A part-and-part solution can be the way. Consider
var res = (
from result in SomeSource
where DatabaseConvertableCriterion(result)
&& NonDatabaseConvertableCriterion(result)
select new {result.A, result.B}
);
Let's say also that NonDatabaseConvertableCriterion requires field C from result. Because NonDatabaseConvertableCriterion does what its name suggests, this has to be performed as an enumeration. However, consider:
var partWay =
(
from result in SomeSource
where DatabaseConvertableCriterion(result)
select new {result.A, result.B, result.C}
);
var res =
(
from result in partWay.AsEnumerable()
where NonDatabaseConvertableCriterion select new {result.A, result.B}
);
In this case, when res is enumerated, queried or otherwise used, as much work as possible will be passed to the database, which will return enough to continue the job. Assuming that it is indeed really impossible to rewrite so that all the work can be sent to the database, this may be a suitable compromise.
There are three implementations of AsEnumerable.
DataTableExtensions.AsEnumerable
Extends a DataTable to give it an IEnumerable interface so you can use Linq against the DataTable.
Enumerable.AsEnumerable<TSource> and ParallelEnumerable.AsEnumerable<TSource>
The AsEnumerable<TSource>(IEnumerable<TSource>) method has no effect
other than to change the compile-time type of source from a type that
implements IEnumerable<T> to IEnumerable<T> itself.
AsEnumerable<TSource>(IEnumerable<TSource>) can be used to choose
between query implementations when a sequence implements
IEnumerable<T> but also has a different set of public query methods
available. For example, given a generic class Table that implements
IEnumerable<T> and has its own methods such as Where, Select, and
SelectMany, a call to Where would invoke the public Where method of
Table. A Table type that represents a database table could have a
Where method that takes the predicate argument as an expression tree
and converts the tree to SQL for remote execution. If remote execution
is not desired, for example because the predicate invokes a local
method, the AsEnumerable<TSource> method can be used to hide the
custom methods and instead make the standard query operators
available.
In other words.
If I have an
IQueryable<X> sequence = ...;
from a LinqProvider, like Entity Framework, and I do,
sequence.Where(x => SomeUnusualPredicate(x));
that query will be composed and run on the server. This will fail at runtime because the EntityFramework doesn't know how to convert SomeUnusualPredicate into SQL.

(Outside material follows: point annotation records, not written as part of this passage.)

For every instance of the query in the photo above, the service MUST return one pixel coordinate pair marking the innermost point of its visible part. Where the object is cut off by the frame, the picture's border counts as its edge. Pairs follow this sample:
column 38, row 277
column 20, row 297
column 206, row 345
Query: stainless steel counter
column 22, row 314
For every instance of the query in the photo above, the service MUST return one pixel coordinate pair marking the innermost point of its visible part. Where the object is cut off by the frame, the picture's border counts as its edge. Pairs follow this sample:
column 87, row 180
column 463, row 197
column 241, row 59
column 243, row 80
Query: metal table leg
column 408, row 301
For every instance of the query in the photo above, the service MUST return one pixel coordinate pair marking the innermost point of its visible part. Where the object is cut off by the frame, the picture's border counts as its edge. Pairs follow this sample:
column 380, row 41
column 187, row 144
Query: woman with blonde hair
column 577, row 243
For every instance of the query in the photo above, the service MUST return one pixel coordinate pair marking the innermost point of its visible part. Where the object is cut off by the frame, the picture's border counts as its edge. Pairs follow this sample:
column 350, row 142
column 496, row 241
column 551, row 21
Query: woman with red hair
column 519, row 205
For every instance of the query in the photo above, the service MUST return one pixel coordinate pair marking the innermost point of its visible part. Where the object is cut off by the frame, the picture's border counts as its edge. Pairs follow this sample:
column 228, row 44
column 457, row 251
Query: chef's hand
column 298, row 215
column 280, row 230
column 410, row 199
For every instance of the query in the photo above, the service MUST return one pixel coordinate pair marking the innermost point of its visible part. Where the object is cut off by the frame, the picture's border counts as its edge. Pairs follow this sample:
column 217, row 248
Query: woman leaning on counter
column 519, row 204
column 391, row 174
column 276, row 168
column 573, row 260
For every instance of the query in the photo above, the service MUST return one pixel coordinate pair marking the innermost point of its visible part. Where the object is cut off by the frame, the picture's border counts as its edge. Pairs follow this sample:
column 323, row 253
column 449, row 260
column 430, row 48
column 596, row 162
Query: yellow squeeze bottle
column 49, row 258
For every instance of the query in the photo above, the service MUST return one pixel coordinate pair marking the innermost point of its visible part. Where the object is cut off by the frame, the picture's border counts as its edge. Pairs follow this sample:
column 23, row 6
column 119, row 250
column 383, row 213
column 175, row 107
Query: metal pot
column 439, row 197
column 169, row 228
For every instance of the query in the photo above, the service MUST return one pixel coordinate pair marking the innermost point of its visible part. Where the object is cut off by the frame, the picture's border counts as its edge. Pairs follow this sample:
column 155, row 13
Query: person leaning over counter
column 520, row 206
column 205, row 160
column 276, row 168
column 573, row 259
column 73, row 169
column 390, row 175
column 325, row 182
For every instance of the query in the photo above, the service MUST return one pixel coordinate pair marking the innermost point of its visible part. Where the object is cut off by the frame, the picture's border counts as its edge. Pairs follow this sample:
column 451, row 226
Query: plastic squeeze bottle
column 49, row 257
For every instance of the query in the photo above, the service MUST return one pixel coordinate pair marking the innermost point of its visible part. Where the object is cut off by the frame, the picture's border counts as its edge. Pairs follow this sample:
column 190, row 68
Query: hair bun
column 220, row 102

If I want that to run the statement with Linq to Objects instead, I do,
sequence.AsEnumerable().Where(x => SomeUnusualPredicate(x));
now the server will return all the data and the Enumerable.Where from Linq to Objects will be used instead of the Query Provider's implementation.

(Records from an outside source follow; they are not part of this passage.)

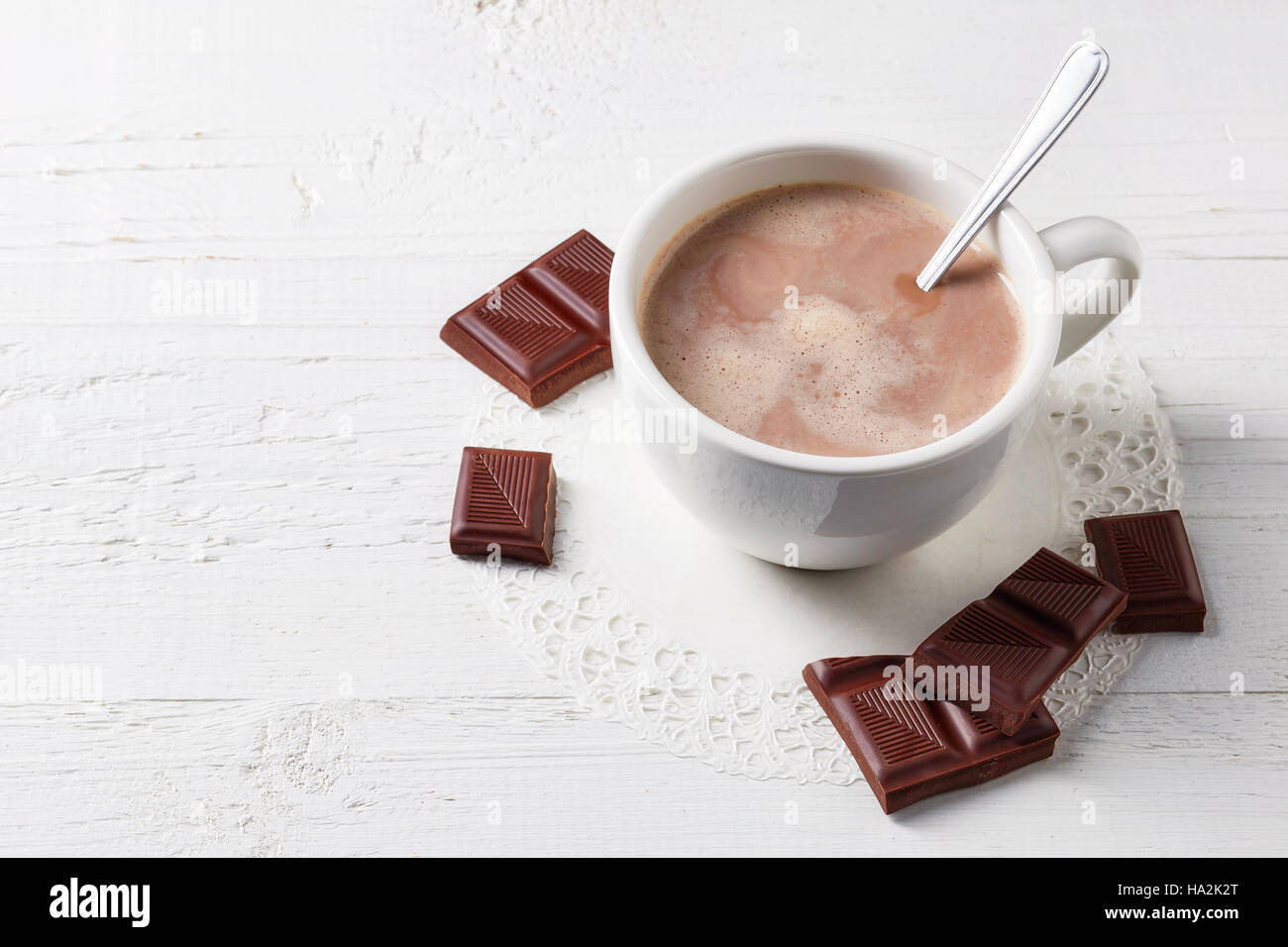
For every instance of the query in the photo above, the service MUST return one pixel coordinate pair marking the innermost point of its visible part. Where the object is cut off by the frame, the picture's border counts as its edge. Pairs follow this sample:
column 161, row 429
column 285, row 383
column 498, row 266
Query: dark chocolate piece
column 505, row 499
column 1026, row 633
column 912, row 749
column 545, row 329
column 1147, row 556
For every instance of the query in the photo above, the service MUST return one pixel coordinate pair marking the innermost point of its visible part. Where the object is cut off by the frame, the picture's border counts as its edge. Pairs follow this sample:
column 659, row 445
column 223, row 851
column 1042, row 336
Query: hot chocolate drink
column 793, row 316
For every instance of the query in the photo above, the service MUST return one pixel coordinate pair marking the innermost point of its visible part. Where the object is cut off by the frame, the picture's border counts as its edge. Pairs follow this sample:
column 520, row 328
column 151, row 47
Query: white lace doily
column 1112, row 450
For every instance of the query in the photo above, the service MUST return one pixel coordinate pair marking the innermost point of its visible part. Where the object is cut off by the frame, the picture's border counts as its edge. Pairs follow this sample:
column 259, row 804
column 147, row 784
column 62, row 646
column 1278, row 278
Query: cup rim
column 629, row 344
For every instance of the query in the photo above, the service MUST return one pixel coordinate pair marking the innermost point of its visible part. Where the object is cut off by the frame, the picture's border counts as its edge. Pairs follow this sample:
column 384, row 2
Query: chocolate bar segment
column 1025, row 633
column 545, row 329
column 1149, row 557
column 911, row 749
column 505, row 499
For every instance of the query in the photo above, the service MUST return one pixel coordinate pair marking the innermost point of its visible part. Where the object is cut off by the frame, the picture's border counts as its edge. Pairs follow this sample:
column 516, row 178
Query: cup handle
column 1082, row 240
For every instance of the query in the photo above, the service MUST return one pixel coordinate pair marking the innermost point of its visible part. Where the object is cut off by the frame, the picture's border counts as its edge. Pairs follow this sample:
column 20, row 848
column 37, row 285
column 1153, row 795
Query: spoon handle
column 1070, row 88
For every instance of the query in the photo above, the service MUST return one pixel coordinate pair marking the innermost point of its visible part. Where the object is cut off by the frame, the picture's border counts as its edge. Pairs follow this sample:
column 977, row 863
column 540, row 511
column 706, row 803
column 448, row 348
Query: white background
column 241, row 519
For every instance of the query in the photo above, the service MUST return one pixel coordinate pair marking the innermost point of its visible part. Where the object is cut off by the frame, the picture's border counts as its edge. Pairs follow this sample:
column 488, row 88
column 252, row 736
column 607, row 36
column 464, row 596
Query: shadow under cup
column 807, row 510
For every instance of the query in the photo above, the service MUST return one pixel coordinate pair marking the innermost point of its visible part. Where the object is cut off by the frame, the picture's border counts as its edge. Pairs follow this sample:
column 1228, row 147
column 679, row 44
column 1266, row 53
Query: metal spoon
column 1070, row 88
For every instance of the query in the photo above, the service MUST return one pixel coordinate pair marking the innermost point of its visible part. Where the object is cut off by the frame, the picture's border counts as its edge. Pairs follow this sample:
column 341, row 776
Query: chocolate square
column 545, row 329
column 1147, row 556
column 912, row 749
column 505, row 499
column 1031, row 626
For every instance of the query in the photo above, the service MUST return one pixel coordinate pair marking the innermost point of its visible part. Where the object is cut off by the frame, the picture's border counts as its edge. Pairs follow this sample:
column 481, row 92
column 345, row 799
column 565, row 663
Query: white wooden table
column 236, row 508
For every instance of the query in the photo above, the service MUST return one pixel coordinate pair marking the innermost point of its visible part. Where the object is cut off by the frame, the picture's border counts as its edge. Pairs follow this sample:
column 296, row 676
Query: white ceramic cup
column 815, row 512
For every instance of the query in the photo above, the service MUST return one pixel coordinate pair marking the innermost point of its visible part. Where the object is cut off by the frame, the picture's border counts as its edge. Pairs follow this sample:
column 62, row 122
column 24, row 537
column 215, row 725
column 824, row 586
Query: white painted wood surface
column 241, row 519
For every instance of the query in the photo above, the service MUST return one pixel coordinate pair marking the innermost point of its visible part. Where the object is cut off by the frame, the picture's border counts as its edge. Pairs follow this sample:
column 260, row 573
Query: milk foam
column 791, row 316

It won't matter that Entity Framework doesn't know how to interpret SomeUnusualPredicate, my function will be used directly. (However, this may be an inefficient approach since all rows will be returned from the server.)
I believe the AsEnumerable just tells the compiler which extension methods to use (in this case the ones defined for IEnumerable instead of those for IQueryable).
The execution of the query is still deferred until you call ToArray or enumerate on it.